The function g is defined by \(\mathrm{g(x) = |x^2 - 10|}\). There are two positive values of b that satisfy...

1. TRANSLATE the problem setup

• Given information:
  • Function: \(\mathrm{g(x) = |x² - 10|}\)
  • Equation: \(\mathrm{g(1) + g(b) = 15}\)
  • Need: the greater of two positive values of \(\mathrm{b}\)
• What this tells us: We need to find \(\mathrm{g(1)}\) first, then solve for \(\mathrm{g(b)}\)

2. Calculate g(1) by substitution

• \(\mathrm{g(1) = |1² - 10|}\)
• \(\mathrm{= |1 - 10|}\)
• \(\mathrm{= |-9|}\)
• \(\mathrm{= 9}\)

3. SIMPLIFY to find g(b)

• Substitute \(\mathrm{g(1) = 9}\) into the equation:
• \(\mathrm{9 + g(b) = 15}\)
• Solve: \(\mathrm{g(b) = 15 - 9 = 6}\)

4. TRANSLATE g(b) = 6 using the function definition

• We know \(\mathrm{g(b) = |b² - 10|}\) and \(\mathrm{g(b) = 6}\)
• So we must solve: \(\mathrm{|b² - 10| = 6}\)

5. CONSIDER ALL CASES for the absolute value equation

• For \(\mathrm{|A| = 6}\), we get \(\mathrm{A = 6}\) or \(\mathrm{A = -6}\)

Case 1: \(\mathrm{b² - 10 = 6}\)

• \(\mathrm{b² = 16}\)
• \(\mathrm{b = ±4}\)

Case 2: \(\mathrm{b² - 10 = -6}\)

• \(\mathrm{b² = 4}\)
• \(\mathrm{b = ±2}\)

6. APPLY CONSTRAINTS to select valid solutions

• From our four solutions \(\mathrm{\{4, -4, 2, -2\}}\), we need only positive values
• Positive solutions: \(\mathrm{b = 4}\) and \(\mathrm{b = 2}\)

7. INFER the final answer from the constraint

• The problem asks for "the greater of these two values"
• Between 4 and 2, the greater value is 4

Answer: C (4)

Why Students Usually Falter on This Problem

Most Common Error Path:

Weak CONSIDER ALL CASES skill: Students solve only one case of the absolute value equation, typically just \(\mathrm{b² - 10 = 6}\), getting \(\mathrm{b = ±4}\). They miss the second case \(\mathrm{b² - 10 = -6}\) entirely.
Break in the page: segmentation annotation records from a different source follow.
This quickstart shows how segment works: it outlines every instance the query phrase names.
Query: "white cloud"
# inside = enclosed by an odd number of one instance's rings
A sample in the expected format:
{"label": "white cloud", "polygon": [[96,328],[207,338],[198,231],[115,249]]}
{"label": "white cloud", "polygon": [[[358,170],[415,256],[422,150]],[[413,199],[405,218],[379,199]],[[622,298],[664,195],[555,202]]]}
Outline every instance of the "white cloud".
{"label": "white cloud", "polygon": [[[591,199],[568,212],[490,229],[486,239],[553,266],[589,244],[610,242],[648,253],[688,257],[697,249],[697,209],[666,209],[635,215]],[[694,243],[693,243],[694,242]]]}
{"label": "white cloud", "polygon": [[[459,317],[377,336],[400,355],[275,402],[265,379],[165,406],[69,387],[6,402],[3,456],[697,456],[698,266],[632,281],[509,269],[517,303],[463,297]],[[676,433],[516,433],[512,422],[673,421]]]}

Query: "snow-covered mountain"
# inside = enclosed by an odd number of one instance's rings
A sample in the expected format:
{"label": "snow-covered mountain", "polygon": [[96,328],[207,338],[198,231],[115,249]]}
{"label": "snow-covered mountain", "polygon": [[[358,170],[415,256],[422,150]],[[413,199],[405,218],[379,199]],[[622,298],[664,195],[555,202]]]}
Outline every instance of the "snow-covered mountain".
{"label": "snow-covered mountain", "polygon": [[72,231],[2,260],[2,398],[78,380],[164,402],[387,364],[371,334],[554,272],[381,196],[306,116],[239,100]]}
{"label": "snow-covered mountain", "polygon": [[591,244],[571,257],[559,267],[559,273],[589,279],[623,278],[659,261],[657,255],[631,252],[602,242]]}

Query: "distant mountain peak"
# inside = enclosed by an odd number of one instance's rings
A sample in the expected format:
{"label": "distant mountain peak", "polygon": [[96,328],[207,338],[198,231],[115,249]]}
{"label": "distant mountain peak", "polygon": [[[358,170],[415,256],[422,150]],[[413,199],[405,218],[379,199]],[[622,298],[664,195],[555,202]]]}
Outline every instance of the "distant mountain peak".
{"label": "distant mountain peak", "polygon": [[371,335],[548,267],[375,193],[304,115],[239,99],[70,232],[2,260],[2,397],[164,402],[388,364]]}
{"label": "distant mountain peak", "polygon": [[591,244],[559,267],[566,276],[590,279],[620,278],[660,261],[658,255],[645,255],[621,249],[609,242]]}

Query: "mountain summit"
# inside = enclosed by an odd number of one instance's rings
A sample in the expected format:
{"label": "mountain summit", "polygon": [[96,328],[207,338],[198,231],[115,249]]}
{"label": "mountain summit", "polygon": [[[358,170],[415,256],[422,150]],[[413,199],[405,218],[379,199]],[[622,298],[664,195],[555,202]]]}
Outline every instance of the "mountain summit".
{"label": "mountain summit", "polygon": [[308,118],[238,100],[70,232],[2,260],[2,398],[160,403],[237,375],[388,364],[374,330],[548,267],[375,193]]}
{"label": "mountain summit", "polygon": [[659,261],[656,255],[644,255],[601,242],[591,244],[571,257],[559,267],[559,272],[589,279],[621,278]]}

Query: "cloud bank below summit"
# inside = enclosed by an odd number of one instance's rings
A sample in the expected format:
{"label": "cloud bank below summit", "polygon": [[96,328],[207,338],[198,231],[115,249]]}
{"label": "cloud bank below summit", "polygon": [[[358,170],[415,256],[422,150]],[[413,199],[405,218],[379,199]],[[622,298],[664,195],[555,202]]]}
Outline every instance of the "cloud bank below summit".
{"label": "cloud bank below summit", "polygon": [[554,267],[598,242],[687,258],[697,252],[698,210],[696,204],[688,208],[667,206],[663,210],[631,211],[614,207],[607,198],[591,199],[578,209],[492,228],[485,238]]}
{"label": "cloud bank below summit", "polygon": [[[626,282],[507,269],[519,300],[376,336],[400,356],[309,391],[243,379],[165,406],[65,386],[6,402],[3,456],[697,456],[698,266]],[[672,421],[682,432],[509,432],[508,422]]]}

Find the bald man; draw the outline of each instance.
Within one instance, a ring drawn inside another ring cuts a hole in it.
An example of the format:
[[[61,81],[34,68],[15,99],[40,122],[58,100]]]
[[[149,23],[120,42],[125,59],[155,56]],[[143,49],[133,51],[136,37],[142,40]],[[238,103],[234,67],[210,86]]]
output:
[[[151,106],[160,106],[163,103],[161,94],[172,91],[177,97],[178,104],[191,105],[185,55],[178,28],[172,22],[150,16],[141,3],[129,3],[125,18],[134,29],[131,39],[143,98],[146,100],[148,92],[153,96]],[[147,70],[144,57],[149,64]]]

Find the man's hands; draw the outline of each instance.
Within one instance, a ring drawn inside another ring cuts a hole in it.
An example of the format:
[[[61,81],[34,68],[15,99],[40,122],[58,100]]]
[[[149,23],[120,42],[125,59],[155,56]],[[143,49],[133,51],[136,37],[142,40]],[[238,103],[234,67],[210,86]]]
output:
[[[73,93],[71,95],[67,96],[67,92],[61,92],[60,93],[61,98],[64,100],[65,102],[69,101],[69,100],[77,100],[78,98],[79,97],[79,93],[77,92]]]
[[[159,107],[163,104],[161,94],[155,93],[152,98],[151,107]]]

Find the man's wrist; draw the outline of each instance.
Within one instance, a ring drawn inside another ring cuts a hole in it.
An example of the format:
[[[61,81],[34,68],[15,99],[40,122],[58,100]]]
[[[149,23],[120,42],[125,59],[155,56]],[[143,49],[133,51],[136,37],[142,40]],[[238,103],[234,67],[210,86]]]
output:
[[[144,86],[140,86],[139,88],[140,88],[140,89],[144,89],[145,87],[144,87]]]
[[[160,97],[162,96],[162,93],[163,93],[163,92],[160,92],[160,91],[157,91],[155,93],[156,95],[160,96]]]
Without finding \(\mathrm{b = ±2}\), they incorrectly think there's only one positive solution (\(\mathrm{b = 4}\)) rather than two positive solutions. This creates confusion about what the problem is asking for, and they may second-guess whether 4 is actually correct or randomly select another answer.

Second Most Common Error:

Poor APPLY CONSTRAINTS execution: Students find all four solutions \(\mathrm{\{4, -4, 2, -2\}}\) but fail to consistently apply the "positive values" constraint. They might include negative solutions in their final consideration or forget which solutions were positive.

This may lead them to select Choice D (6) by incorrectly thinking one of the solutions was 6, or causes confusion about which values to compare.

The Bottom Line:

Absolute value equations naturally create multiple cases, and students must systematically work through both possibilities while carefully tracking which solutions meet the problem's constraints. The key insight is recognizing that "two positive values" confirms you should find exactly four total solutions before filtering.